А неделю спустя после Похорон внезаконной супруги покончил с собой и хорунжий Брандт, застрелившись из старого карабина на могиле любимой своей иноверки.
По приговору станичного общества над маленькой Варварой решено было учредить опеку. Так как львиная доля средств, вырученных от распродажи с молотка движимого и недвижимого брандтовского имущества, поступала в полное распоряжение опекуна — а средства были немалые,— то и охотников взять на себя воспитание ребенка было хоть отбавляй. Однако верх на опекунских выборах взял состоявший в родстве с попом и станичным атаманом самый жадный до чужого добра, самый смиренный и благообразный на вид старик в станице, школьный попечитель Анемподист Никоныч Иконников. На его-то попечение и была передана маленькая Варвара, которую он торжественно обещал на миру вспоить и вскормить до совершеннолетнего возраста.
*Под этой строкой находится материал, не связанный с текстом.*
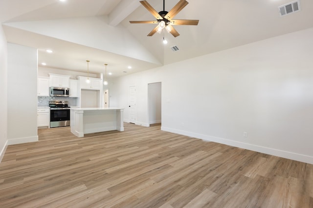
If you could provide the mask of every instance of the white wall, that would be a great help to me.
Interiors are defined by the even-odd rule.
[[[149,121],[150,124],[161,123],[161,82],[148,85]]]
[[[7,142],[7,47],[6,38],[0,25],[0,162]]]
[[[161,82],[162,130],[313,164],[313,37],[310,28],[122,77],[111,103],[126,120],[136,86],[145,125],[147,84]]]
[[[64,70],[63,69],[56,69],[54,68],[50,67],[38,67],[38,76],[49,76],[49,73],[63,75],[69,75],[70,76],[69,78],[71,79],[78,79],[77,78],[77,76],[87,76],[88,75],[89,75],[89,76],[90,77],[100,78],[100,75],[98,75],[97,76],[97,75],[95,74],[87,73],[87,69],[86,72],[84,73],[73,71]]]
[[[38,141],[37,50],[8,43],[8,144]]]

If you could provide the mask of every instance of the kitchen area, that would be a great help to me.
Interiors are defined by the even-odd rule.
[[[88,76],[75,76],[73,74],[53,74],[47,73],[47,72],[45,74],[44,70],[48,70],[44,68],[43,70],[44,72],[41,72],[41,74],[45,76],[39,76],[38,78],[37,127],[38,128],[74,126],[75,122],[73,121],[71,125],[71,112],[74,116],[76,114],[76,112],[71,111],[71,109],[72,110],[80,110],[79,112],[81,113],[82,111],[83,112],[87,110],[90,111],[91,109],[93,111],[97,111],[96,114],[99,114],[99,112],[105,112],[104,113],[108,115],[108,112],[111,112],[111,115],[112,115],[111,118],[113,120],[110,121],[112,126],[106,127],[101,130],[95,130],[96,132],[96,132],[97,131],[99,132],[99,131],[105,131],[115,129],[116,116],[114,113],[116,113],[116,112],[119,113],[119,116],[117,116],[118,122],[117,125],[119,126],[118,130],[123,131],[123,110],[121,109],[109,108],[108,90],[104,89],[104,90],[102,74],[100,75],[100,77],[98,78],[89,77],[89,74],[88,75]],[[63,71],[64,74],[69,74],[66,70]],[[46,76],[47,75],[48,76]],[[91,76],[95,76],[96,75],[91,75]],[[72,118],[73,116],[71,116]],[[105,116],[102,120],[104,119],[105,120],[107,117],[108,115]],[[76,120],[76,123],[77,124],[78,121],[77,118]],[[83,125],[82,117],[81,117],[80,120],[82,122],[80,125],[82,126]],[[85,121],[84,123],[86,122]],[[108,123],[108,121],[106,122],[107,124]],[[82,132],[84,130],[81,126],[79,130],[80,135],[77,136],[83,136]],[[86,131],[85,130],[85,133],[94,132],[92,131],[95,130],[93,130],[90,132],[90,130]],[[74,132],[73,133],[75,134]]]

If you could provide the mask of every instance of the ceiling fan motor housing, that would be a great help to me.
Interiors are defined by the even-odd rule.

Варвара росла замкнутым, необщительным, дичившимся и взрослых, и своих сверстников ребенком. С малых лет она тянулась к уединению, чуралась тех игрищ и забав, которые свойственны были детям казачьей станицы. Знойные летние дни любила она проводить в степи, вдали от чужих глаз.
Шли годы. Варвара выравнивалась в высокую, гибкую станом, не по-здешнему стремительную в движениях, легкую на поступь девушку. Тогда на диковато-яркую, бросающуюся всем в глаза красоту ее стали заглядываться молодые казаки, и, чувствуя это, она нередко доводила их одной своей сверкнувшей на смуглом лице улыбкой до несвойственной им застенчивости и робости.